Espera-se dos nossos legisladores mais do que a “santidade”, tarefa para os partidos, a representação política dos projetos veiculados. No debate do século das Luzes, século XVIII, Rousseau já desconfiava de que ninguém poderia representar à vontade de outro, daí a necessidade da Vontade Geral, isto é, a soberania popular, ter sua referência nas leis e, sempre que preciso, por meio de plebiscito ou referendo. Ele fazia parte do grupo chamado Contratualistas, pois consideravam as leis, fruto de um contrato com a sociedade civil, justifica a submissão do cidadão ao Estado laico. Hobbes confiava excessivamente no Executivo, Locke, no Legislativo, e Rousseau, na sabedoria do povo. O foco, portanto, era a hegemonia, o pensamento único. Hobbes, por exemplo, tinha medo de que o Estado Eclesiástico, como era chamado, e o Estado Civil convivendo, fragilizassem um ou outro. Havia o medo da diversidade e dos partidos, que começaram a ser possível quando se pensou que os diferentes deveriam sobreviver à massificação.
Esse debate, transferido para a atualidade brasileira, traz um dado importante: a democracia brasileira tem uma sociedade civil muito diversificada, tanto pelas classes sociais, quanto pelas minorias culturais que começam a perceber a sua força e o seu papel político enquanto organização da sociedade, fazendo com que a representação política necessite alcançar essa diversidade. Os partidos políticos, sendo a mediação desse processo, precisam fazer a ligação do cidadão aos seus projetos de sociedade. Os partidos políticos, assim, mostrando coerência e realização, fidelizam a sociedade civil para que surjam políticas sociais coerente com sua visão de mundo. A Santidade, portanto, vai tomando novo foco. Quem deve cuidar da santidade dos políticos é o partido político. O cidadão aprovará sua coerência.
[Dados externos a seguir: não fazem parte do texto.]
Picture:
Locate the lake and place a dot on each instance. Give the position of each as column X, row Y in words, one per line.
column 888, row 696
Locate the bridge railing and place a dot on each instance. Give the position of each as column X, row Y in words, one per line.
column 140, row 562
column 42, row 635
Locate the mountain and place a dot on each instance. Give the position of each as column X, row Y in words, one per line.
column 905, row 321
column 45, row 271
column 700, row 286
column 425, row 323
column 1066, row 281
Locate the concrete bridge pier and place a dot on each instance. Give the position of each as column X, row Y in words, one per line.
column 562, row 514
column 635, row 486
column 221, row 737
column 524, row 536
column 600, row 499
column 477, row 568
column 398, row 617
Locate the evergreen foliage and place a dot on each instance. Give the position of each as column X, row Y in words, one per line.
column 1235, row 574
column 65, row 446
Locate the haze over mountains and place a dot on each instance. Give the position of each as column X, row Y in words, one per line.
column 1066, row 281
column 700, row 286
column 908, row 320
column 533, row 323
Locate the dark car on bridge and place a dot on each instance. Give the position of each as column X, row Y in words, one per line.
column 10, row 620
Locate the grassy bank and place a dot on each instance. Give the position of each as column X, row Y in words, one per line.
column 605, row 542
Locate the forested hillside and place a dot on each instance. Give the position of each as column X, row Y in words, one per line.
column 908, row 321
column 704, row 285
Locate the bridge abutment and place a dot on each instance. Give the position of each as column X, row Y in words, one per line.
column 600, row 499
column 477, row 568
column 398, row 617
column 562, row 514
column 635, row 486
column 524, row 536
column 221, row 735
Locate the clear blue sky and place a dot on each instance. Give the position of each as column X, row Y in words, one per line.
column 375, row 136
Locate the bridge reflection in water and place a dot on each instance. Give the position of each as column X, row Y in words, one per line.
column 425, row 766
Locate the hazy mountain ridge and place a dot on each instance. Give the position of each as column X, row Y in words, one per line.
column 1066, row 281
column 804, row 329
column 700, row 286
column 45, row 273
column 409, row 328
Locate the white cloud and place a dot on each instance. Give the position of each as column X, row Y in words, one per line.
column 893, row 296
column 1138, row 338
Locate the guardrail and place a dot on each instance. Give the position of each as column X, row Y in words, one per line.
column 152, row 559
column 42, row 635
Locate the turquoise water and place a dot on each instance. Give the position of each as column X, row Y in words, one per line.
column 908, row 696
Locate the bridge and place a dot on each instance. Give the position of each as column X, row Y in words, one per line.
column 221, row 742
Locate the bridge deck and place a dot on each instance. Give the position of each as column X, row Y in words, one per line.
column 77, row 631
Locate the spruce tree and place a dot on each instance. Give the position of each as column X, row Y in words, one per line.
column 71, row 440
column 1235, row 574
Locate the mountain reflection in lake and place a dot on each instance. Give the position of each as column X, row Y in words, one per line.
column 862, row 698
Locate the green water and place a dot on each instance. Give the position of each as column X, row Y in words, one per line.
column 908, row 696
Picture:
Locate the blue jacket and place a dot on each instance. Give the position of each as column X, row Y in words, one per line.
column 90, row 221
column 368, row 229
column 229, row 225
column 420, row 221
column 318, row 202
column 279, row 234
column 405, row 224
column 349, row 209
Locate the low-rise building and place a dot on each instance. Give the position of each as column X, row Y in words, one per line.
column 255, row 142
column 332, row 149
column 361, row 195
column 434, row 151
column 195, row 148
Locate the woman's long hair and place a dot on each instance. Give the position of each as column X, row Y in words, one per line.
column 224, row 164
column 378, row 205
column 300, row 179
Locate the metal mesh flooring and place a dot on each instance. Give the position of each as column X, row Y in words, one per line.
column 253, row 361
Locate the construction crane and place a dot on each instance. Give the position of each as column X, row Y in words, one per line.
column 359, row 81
A reforma política, proposta como prioritária, pode fazer com que essa caminhada que o Brasil vem fazendo no sentido de aprimorar sua representação tenha retrocesso. O voto distrital puro proposto pelo legislativo vai na contramão dos partidos políticos enfatizando a santidade apenas para os políticos. O voto proporcional e universal, em vigor, tem contribuído para desenvolver alguns partidos com representação da sociedade civil. PSDB e PT com seus respectivos partidos satélites. Tem fortalecido também partidos regionais, utilizados até agora como auxiliares nos respectivos projetos nacionais dos partidos que chegaram ao poder político. Destaque para PMDB e DEM, que também tem seus satélites.
Esses modelos, tanto nos Estados Unidos quanto na Europa, estão na berlinda, pois atenderam à realidade do século XX e da guerra fria. O Brasil também está necessitando refletir, na reforma política, da real necessidade da própria reforma, quando ainda estamos fortalecendo seu modelo de participação política e representação. Consideramos que o voto distrital misto poderia ser o único modelo a ser pensado, pois contemplaria cada natureza do nosso sistema partidário apresentado. Ele é, sem dúvida, criativo e inovador. Nada nos garantiria que, mesmo o voto distrital misto, traria aperfeiçoamento na representação.
Esse debate tem um foco importante: Os partidos políticos são os principais instrumentos para a consolidação da ética que estamos a construir. Do contrário, retomaremos o tradicional, o voto personalista, políticos que iriam vender seu passe no mercado político.